I am Linda and along with my husband Richard and our dog Muffin we enjoy our summers on the UK's canal system

Sunday, 4 September 2022

Great Linford Manor Park to Cosgrove - September 2022

Friday 2nd September – Great Linford Manor Park

We made a Plan A and a Plan B for today.  Plan A was to see if we could get on the moorings at Great Linford Manor Park and if we couldn’t then Plan B was to go on to Cosgrove. 

A few photos from where we were moored. 




We set off nervously hoping that Plan A would happen.  As we approached the moorings, we could see that the whole stretch (well two narrowboats worth) was free.  We moored up and could see these lovely almshouses, built about 1688-90, from the boat.  The larger central building was a school between 1702 until at least 1874 when the school in the village was built.

After lunch we went for a walk round the park.  There are a number of art installations around the park which reflect its previous life.  We didn’t find them all today but will look again tomorrow morning.  We did however see this which I can’t find any information on. 

Great Linford Manor Park is a unique site in Milton Keynes with a history stretching back to at least the Saxon times. Many features of the park, for example the Water Gardens and nearby Wilderness Garden date from the 17th and 18th centuries when the park was laid out to provide the setting to the impressive Manor House.  The house that today dominates the grounds of Great Linford Manor Park was built at the same time as the school and almshouses by Sir William Prichard.

There was originally another manor house which was built in the 11th century though excavations in 1980 revealed evidence that it was extended and rebuilt substantially several times.

St. Andrew’s Church stands next to the almshouses.  The 12th century tower is the oldest part of the existing church, and every century since it has seen alterations and additions.  Considerable refurbishment works took place in the early 18th century including rebuilding of the chancel, south aisle and porch, the existing pulpit also dates from 1707.  A charter of 1151-54 mentions a chapel at Great Linford and excavations beneath the present nave suggest a late Saxon or very early Norman church with a simple nave and small chancel was once there.  The church has a full set of six bells which were installed in 1756.  I heard them ringing on Sunday. Sadly, the door was locked so I couldn’t go in.

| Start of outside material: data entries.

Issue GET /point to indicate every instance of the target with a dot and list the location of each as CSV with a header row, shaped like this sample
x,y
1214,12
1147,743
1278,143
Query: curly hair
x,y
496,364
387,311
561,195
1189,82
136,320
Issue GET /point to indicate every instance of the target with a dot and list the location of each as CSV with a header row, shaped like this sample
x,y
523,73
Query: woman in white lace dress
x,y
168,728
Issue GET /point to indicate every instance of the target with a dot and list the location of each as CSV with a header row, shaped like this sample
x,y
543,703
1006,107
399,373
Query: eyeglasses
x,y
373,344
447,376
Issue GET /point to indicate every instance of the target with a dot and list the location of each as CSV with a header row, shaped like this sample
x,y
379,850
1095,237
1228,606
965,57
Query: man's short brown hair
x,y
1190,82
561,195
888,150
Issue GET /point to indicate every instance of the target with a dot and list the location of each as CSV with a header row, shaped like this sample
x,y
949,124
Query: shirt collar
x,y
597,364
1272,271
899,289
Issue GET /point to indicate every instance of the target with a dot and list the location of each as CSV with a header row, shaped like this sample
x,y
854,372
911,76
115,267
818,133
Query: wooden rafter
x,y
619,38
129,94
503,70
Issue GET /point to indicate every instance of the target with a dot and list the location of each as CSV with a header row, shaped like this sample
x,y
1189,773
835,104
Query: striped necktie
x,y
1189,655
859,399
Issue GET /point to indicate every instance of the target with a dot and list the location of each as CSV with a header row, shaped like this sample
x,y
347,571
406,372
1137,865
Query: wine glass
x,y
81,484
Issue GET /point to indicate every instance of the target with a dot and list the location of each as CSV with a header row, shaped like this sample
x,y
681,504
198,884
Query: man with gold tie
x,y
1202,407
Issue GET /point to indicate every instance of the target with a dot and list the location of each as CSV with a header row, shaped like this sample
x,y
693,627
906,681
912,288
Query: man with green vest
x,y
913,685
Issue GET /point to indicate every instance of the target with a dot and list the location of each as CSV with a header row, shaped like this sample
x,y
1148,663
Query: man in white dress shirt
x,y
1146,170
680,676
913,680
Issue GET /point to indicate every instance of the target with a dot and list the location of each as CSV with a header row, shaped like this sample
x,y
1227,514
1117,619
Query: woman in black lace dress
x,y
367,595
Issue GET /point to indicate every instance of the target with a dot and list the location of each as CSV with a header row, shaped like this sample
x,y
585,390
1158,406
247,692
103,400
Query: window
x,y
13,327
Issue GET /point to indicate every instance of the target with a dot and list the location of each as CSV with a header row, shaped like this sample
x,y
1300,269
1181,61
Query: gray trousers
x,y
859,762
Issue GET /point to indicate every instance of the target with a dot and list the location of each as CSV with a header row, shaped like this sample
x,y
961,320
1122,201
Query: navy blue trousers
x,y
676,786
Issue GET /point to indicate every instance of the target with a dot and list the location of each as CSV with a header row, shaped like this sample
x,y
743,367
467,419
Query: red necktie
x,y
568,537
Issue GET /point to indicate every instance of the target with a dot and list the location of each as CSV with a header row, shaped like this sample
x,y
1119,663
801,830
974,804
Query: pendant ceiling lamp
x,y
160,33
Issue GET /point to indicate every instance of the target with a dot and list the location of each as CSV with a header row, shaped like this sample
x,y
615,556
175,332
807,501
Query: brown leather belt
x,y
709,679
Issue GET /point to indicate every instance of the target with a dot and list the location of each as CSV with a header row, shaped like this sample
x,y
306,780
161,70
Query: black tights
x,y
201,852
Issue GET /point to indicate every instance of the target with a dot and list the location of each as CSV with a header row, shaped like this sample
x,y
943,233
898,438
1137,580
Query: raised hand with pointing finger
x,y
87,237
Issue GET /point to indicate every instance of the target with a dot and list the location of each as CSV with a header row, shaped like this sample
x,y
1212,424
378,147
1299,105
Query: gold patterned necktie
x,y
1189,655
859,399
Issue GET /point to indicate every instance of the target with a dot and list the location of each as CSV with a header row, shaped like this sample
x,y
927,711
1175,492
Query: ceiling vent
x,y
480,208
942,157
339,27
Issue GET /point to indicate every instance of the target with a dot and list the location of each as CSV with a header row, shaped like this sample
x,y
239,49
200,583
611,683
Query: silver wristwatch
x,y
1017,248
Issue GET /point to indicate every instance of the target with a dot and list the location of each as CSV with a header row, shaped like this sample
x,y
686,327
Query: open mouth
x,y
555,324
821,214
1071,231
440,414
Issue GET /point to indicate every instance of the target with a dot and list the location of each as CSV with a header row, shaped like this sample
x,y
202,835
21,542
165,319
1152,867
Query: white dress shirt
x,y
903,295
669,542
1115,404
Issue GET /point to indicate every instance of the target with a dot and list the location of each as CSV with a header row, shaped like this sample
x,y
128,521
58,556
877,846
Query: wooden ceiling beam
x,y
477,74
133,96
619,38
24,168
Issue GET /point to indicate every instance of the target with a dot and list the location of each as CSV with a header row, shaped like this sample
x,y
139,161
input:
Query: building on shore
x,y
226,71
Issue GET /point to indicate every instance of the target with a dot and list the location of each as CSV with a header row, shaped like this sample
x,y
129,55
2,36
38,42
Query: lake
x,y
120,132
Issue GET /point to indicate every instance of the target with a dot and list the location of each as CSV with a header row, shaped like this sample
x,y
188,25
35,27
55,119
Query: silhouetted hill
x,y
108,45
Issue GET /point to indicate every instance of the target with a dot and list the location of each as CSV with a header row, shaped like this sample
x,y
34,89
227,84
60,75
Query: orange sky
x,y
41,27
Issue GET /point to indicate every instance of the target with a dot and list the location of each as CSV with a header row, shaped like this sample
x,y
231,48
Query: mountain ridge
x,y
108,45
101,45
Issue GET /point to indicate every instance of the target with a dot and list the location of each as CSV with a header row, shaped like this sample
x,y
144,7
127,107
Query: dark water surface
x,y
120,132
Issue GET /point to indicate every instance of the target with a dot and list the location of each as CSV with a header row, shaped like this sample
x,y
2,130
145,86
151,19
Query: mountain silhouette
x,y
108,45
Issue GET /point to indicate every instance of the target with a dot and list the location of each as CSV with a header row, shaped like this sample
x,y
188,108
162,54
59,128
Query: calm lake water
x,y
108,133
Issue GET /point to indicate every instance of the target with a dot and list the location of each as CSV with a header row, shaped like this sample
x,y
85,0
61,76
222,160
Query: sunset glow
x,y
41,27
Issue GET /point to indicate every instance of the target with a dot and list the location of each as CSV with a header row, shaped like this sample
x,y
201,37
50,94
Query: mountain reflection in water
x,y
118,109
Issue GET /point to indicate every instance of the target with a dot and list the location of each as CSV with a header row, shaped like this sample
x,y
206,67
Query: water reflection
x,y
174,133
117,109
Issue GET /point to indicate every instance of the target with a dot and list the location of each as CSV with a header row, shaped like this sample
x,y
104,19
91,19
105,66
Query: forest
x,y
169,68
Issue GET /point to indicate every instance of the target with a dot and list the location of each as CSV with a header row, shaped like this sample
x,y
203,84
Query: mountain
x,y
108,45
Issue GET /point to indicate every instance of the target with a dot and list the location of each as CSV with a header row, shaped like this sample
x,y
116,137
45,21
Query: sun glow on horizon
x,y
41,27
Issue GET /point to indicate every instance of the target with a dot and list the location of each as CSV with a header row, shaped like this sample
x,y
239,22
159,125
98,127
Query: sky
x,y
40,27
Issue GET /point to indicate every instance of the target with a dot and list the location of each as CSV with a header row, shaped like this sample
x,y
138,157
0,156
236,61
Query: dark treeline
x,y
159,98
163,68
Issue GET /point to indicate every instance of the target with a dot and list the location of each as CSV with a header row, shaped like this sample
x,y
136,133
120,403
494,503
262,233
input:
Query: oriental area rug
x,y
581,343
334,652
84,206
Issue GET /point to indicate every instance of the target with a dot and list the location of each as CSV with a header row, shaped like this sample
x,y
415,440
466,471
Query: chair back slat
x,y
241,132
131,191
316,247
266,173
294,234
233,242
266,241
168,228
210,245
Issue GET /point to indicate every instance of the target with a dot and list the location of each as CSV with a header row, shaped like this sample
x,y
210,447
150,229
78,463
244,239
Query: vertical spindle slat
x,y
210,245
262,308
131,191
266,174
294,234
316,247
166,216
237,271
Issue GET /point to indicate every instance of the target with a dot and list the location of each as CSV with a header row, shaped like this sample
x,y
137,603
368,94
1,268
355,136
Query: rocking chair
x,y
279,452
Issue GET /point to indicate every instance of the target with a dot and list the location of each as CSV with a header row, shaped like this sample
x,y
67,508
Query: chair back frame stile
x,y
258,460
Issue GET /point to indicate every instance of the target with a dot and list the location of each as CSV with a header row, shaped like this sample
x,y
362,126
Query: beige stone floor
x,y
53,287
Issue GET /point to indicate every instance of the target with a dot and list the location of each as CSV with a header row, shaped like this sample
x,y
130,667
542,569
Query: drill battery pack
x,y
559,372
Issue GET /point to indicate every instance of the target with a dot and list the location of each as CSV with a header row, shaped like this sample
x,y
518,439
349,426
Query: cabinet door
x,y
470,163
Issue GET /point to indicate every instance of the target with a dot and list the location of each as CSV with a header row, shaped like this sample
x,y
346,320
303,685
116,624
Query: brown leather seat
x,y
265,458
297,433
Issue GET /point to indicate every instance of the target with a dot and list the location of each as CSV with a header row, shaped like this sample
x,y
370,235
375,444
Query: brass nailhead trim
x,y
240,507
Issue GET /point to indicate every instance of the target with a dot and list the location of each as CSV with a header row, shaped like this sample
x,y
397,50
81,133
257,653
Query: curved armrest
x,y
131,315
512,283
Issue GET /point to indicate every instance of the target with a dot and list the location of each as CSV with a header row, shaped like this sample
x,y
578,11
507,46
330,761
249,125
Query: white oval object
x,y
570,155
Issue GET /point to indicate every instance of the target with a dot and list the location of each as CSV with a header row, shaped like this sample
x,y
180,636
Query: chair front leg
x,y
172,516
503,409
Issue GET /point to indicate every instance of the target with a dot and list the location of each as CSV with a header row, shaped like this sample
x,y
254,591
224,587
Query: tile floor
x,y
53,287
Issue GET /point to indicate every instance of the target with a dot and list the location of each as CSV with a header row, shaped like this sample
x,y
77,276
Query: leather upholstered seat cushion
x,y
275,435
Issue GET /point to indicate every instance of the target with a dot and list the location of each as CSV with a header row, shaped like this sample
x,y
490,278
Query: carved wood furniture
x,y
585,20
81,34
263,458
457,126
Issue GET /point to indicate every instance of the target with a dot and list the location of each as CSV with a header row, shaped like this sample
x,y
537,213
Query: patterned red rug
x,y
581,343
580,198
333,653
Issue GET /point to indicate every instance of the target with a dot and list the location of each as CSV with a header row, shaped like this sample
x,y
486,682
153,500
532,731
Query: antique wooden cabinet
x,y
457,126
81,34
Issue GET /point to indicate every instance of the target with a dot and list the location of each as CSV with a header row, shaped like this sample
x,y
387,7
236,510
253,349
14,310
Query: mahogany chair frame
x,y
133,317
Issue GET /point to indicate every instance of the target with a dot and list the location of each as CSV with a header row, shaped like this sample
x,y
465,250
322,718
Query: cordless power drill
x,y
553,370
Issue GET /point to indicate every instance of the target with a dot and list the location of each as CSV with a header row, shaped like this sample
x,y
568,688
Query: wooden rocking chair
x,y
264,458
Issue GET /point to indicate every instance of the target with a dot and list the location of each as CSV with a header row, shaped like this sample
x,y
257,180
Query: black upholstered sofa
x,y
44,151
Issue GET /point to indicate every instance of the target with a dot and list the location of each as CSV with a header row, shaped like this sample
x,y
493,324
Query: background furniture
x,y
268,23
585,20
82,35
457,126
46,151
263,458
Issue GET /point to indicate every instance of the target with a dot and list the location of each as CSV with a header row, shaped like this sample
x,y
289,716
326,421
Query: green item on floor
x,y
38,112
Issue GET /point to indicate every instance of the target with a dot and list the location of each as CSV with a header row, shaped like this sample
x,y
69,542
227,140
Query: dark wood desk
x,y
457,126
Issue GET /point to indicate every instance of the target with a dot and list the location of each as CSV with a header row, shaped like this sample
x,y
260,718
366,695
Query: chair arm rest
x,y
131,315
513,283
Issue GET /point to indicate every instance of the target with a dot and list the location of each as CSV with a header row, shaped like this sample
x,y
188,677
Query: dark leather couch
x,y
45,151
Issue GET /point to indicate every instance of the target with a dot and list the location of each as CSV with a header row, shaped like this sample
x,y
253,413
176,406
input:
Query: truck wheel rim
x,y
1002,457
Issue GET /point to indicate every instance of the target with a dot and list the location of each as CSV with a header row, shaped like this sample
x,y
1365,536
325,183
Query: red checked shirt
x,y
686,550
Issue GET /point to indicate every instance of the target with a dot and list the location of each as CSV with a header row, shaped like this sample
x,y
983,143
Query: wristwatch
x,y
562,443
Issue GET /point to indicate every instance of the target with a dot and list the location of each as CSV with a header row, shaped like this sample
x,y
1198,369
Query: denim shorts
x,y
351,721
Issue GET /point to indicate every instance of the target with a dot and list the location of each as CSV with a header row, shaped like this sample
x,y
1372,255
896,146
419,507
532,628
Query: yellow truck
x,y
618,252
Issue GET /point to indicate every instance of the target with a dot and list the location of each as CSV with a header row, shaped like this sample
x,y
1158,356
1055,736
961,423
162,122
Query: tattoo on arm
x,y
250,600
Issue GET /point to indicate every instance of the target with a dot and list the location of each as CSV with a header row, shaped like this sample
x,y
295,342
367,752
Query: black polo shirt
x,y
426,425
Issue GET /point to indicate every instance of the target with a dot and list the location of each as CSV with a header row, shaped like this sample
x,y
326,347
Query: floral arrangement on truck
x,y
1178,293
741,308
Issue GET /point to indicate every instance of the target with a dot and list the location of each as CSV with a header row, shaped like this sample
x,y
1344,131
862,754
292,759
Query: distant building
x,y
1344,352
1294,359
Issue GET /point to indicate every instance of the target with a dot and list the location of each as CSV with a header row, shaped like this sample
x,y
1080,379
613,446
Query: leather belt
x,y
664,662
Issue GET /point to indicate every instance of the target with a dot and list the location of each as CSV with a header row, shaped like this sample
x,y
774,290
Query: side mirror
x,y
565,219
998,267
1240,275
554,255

The first written reference to Great Linford is to be found in the Domesday Book of 1086, compiled on the orders of William the Conqueror; an earlier reported reference has since been found to be a mistake. The name was then spelt Linforde and may have been coined from the combination of a causeway or ford over the river Ouse near to some Lime (or Linden) trees.

We sat out during the afternoon overlooking the park and the almshouses.  We reckon that this is one of the most perfect, if not the most perfect, mooring we have ever used.

A few more photos from today.




Can you see Mary H in the distance?

2.54 miles
0 locks

 
Saturday 3rd September – below Cosgrove Lock

We walked round the park looking for the art installations.  There are six of them but we could only find five.

These are “The Sheep”.  These were created by artist Luke Chapman.  The sheep are situated where they would have grazed historically, alongside cattle, in Great Linford Manor's wider estate parkland.

“The Horseshoes”. The early heritage of the canal, the Grand Union  was cut through Great Linford Manor estate in 1800, has been interpreted through 5 metal horseshoe sculptures, created by Arcangel.  

“The Snake” was created by Stony Stratford-based woodworker Ian Freemantle.

“The Fossils”.  Great Linford Manor Park is a local geological site, noted for its Blisworth limestone bedrock and the remains of a quarry that was used for stone to make the buildings in the park. Boulders that were removed from the quarry were arranged into the stone circle area that has been loved by Linford children for generations. The stones are also home to fossils from the Jurassic era, when Great Linford was a shallow tropical sea.

 

“The Seed Pods”  Nestled in the park's wildflower meadow, The Seed Pods were created by Stony Stratford-based woodworker Ian Freemantle. 

This is my favourite photo though.  Its face is amazing.

We left the lovely park and headed to Wolverton where we topped up the store cupboard at Tesco.  There are no shops handy for the canal for a while.  We moved onto to Cosgrove and moored below the lock.

You may remember me saying at the beginning of our trip that I was suffering with my back, well today it was very bad, and I couldn’t do much at all.  Fortunately, there were no locks to do so I sat in my captain’s chair as it seems to keep me upright.  I hope it will feel better tomorrow.